While it would not be quite difficult to replace plastic bags used for shopping with paper bags, but there are certain trades such as water bottling and the sale of chilled food items that cannot be replaced by ordinary paper. Therefore, the authorities at the National Environmental Agency should have thoroughly studied all the possible negative impact as well as the implications the imposition of the ban would have had on both the society and the economy before implementing it. It is just not enough for them to rely on the power and authority given to them by law to carry out such a measure without considering those negative implications.
One can imagine the chaos the ban has caused in the society, particularly amongst the petty traders and those in the informal sector, many of whom rely on plastic products to carry out their businesses. It is therefore not a surprise that certain businesses have come to a complete halt, apparently because they have not yet had any alternative to the use of plastic products to carry out their business. It is a similar situation with the manufacturers and importers of plastic products, some of whom have been compelled to lay off their employees, thus causing a serious negative impact on the economy as well as a surge in the level of unemployment.
Indeed, this is even very likely to cause an exodus in the few foreign investors still left in the country as well as discourage those with plans to invest in the country. There is for instance this case of a foreign investor who has just established a water bottling plant somewhere up-country which was scheduled to start operations before the end of July, but suddenly, with the ban on the use of plastic bags, the gentleman is confused as he has no idea what alternative he should use to bottle the water. One can therefore imagine the frustration he is presently going through after investing his money in the business. It is a similar scenario with the many water bottling plants dotted all over the country.
One would therefore wonder whether the NEA or whoever was responsible for such a drastic action ever considered such negative implications on the economy and the society at large.
While Senegal is also in the process of enacting a similar law, but in their own case, they have assigned the experts to thoroughly study the implications on both the economy and the society and come up with suitable alternatives.
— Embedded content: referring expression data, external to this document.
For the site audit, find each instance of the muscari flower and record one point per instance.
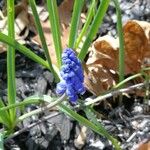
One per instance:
(72, 76)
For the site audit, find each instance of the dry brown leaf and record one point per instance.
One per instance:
(101, 66)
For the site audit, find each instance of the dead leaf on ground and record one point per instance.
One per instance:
(101, 70)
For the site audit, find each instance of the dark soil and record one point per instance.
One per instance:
(128, 122)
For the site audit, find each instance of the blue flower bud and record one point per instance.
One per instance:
(72, 75)
(61, 87)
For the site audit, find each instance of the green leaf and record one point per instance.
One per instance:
(1, 141)
(42, 37)
(11, 83)
(94, 28)
(121, 42)
(78, 4)
(90, 15)
(4, 115)
(55, 28)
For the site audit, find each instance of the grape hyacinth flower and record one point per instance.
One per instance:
(72, 76)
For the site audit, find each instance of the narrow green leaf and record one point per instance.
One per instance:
(11, 60)
(55, 28)
(4, 116)
(94, 28)
(42, 37)
(1, 141)
(90, 15)
(24, 50)
(75, 22)
(121, 42)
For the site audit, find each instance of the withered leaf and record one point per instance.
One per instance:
(102, 65)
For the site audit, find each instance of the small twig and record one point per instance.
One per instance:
(42, 109)
(112, 93)
(31, 126)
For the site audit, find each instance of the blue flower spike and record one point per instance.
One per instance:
(72, 76)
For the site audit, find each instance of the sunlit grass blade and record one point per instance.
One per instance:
(1, 142)
(55, 28)
(24, 50)
(41, 35)
(121, 42)
(27, 101)
(75, 22)
(4, 116)
(90, 15)
(94, 28)
(11, 60)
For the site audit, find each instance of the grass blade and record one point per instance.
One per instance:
(4, 116)
(55, 28)
(1, 142)
(41, 35)
(94, 28)
(24, 50)
(75, 22)
(91, 13)
(11, 60)
(121, 42)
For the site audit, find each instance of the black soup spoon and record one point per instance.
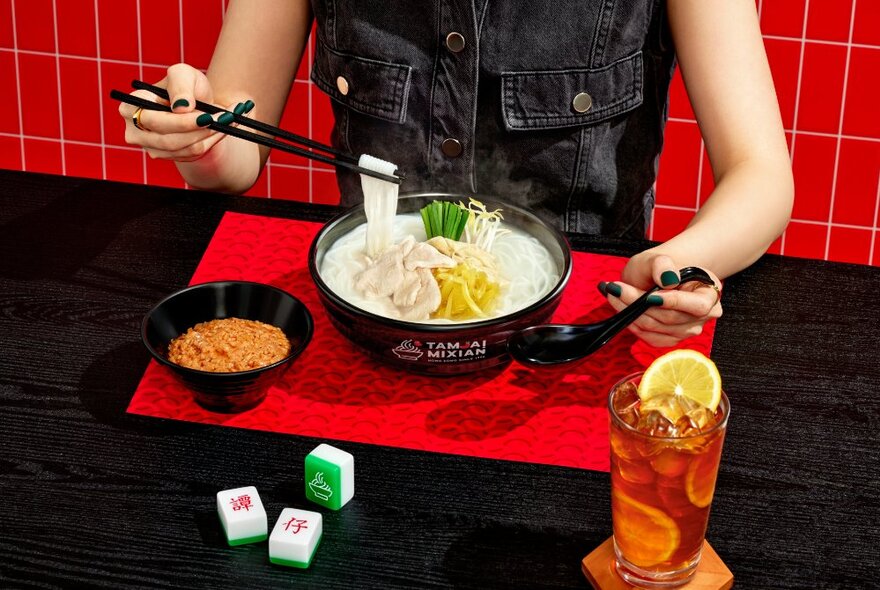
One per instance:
(555, 344)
In their own case also, they do not intend to impose a complete ban at once but in different stages while they search for suitable alternatives to the various types of plastic products in use.
Therefore, considering that the Gambia is almost completely surrounded by Senegal and Senegal is yet to impose a ban, one would wonder whether the NEA officials ever thought of the possibility of the wind blowing plastic bags across the border from Senegal and thus negate virtually all their efforts in cleansing the country of plastic bags.
It is a well known fact that plastic is much cheaper than paper and the fact that the Gambia does not have paper production facilities means importing large quantities of paper to meet the needs of the shoppers as well as those who utilize the product. Can anyone the import bill being able to accommodate such an increase? Let us hope that the economists considered all that and advised the authorities accordingly.
One can also wonder how many of the petty traders who used to sell their wares in plastic bags can now afford the paper bags. Therefore, what is likely to happen is that people who used to sell food items, for instance, in plastic bags would tend to resort to using unhygienic materials to wrap the food, thus exposing their clients to health hazards.
It is therefore extremely important that our political leaders always carefully consider the implications of all their actions and consult with the people at every level rather than relying on their power and authority to make certain decisions.